La mayoría de los 700 cascos azules uruguayos apostados en Bunia, la ciudad principal de la convulsionada región de Ituri, en el noreste de la República Democrática del Congo (RDC), eligió partir de su pacífico país a raíz de la crisis económica que atraviesa Uruguay.
"Para nosotros, participar en este tipo de misión de la ONU de mantenimiento de la paz es una forma de escapar a la crisis económica", confirma uno de sus oficiales, el comandante Juan Arias.
Todos los cascos azules se presentaron candidatos de forma voluntaria para viajar a la RDC. Aquí reciben una mejor paga, incluso si las condiciones de trabajo son más duras, como lo afirma Arias.
Los cascos azules conducen los blindados de transporte de tropas (APC) en el exterior de las cuarteles de la ONU, 24 horas consecutivas.
"Me pregunté a menudo si ésto valía la pena, y cada vez que lo hice, recordé que fui yo quien eligió venir", murmura Arias, que reconoce estar profundamente afectado por las atrocidades que vio en la RDC.
"Durante la última batalla, vi a un polícia caminar hacia mí, descalzo y con un trozo de cartón sobre la cabeza. Cuando se sacó el cartón, vi que la parte trasera del cráneo estaba quebrada en tres y que tenía otra herida abierta en la garganta. ¡Y aún así caminaba!", cuenta Arias, tomándose la cabeza con las manos.
"Una enfermera me preguntó: ´Comandante, ¿qué vamos a hacer?´. Recuerdo haberle respondido: ´No sé, haga lo que pueda´. Y lo llevamos al hospital", agrega.
"Soy un soldado, pero nada lo prepara a uno para ver este tipo de cosas. Mi país es pequeño, pacífico; el último golpe de Estado se remonta a veinte años atrás", continúa Arias.
Arias llevaba pocos días en la RDC cuando vio el cadáver de uno de los observadores militares de la MONUC (Misión de la ONU en RCD), un ruso, destrozado por una mina en Komanda, una ciudad al oeste de Bunia.
"El cuerpo del ruso estaba hecho pedazos", recuerda. "Me pidieron buscar los documentos de identidad entre sus ropas. Una enfermera con guantes de goma me ayudó, pero no tenían ningún documento. Fue una ruda experiencia para mí", confiesa.
Los militares uruguayos, estacionados bajo grandes carpas color kaki en un campamento de la ONU cerca del aeropuerto, cuelgan la ropa lavada en sogas tendidas entre los aguacates. Algunos se van a duchar, en pantalones cortos, con una toalla alrededor del cuello.
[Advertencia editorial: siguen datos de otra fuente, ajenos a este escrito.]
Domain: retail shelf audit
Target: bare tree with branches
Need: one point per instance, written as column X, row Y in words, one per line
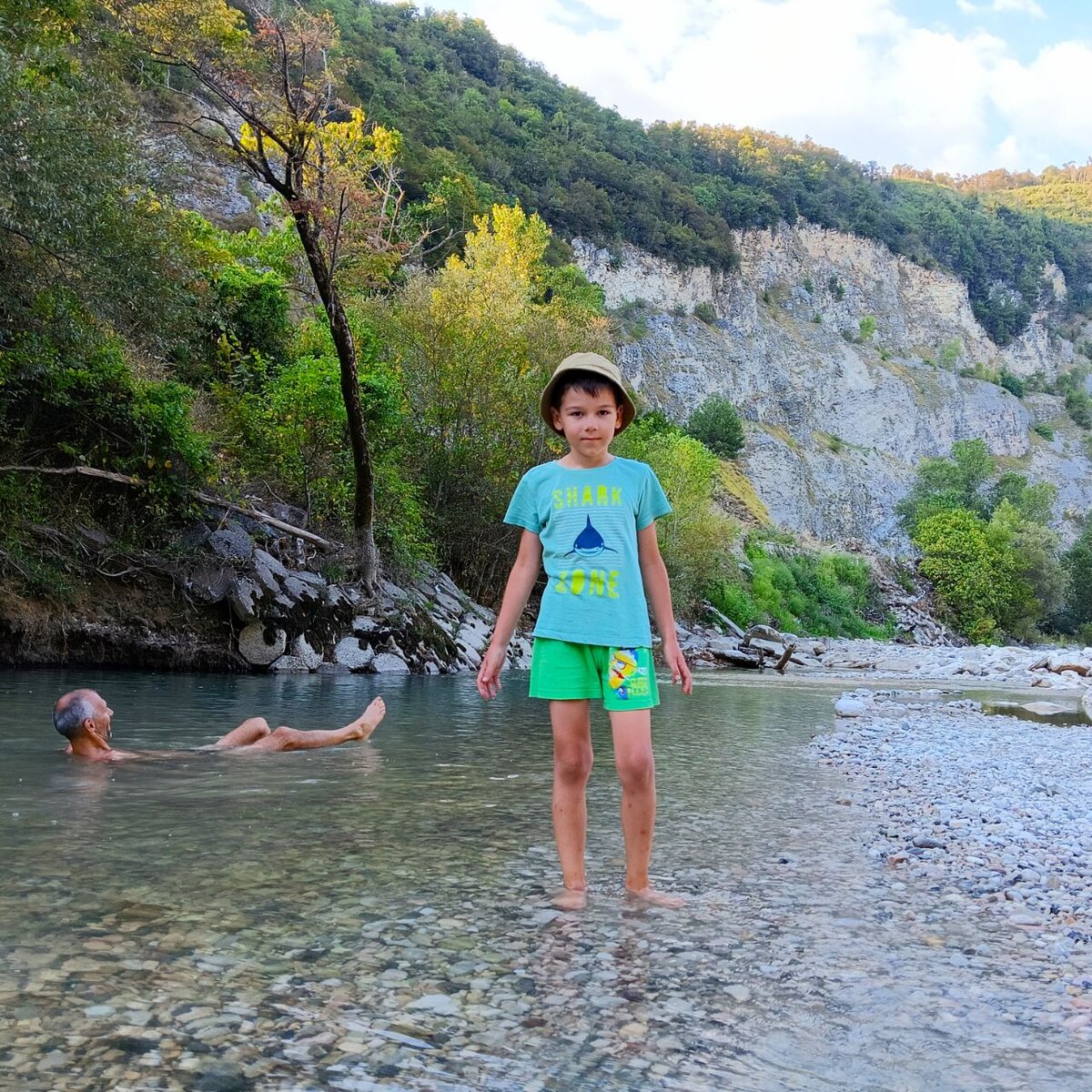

"Hacemos todo lo que hacen los hombres", afirma por su parte una de las mujeres que forma parte del contingente. Las soldados efectúan tareas administrativas, pero también montan guardia con los hombres, agrega.
Arias habla un inglés correcto y está aprendiendo francés.
Entre sus hombres, algunos logran hacerse entender con una mezcla de español, francés e inglés. Otros parecen aterrorizados ante la idea de tener que comunicarse con personas que no son hispanoparlantes y se muestran aliviados cuando, ante la pregunta "¿Hablas español?", se les responde "Sí, un poco".
Lejos de su hogar, cada mañana, antes de pasar revista, los uruguayos de Bunia conservan celosamente el rito del mate compartido. Y a juzgar por el brillo de sus miradas, ése es el momento en el que el recuerdo de Uruguay se vuelve más fuerte.
"Extraño a mis hijos", dice Arias, nostálgico. "Nicolás tiene 18 años, ya es un hombre, e Ileana 14 años, ya una mujercita...", concluye.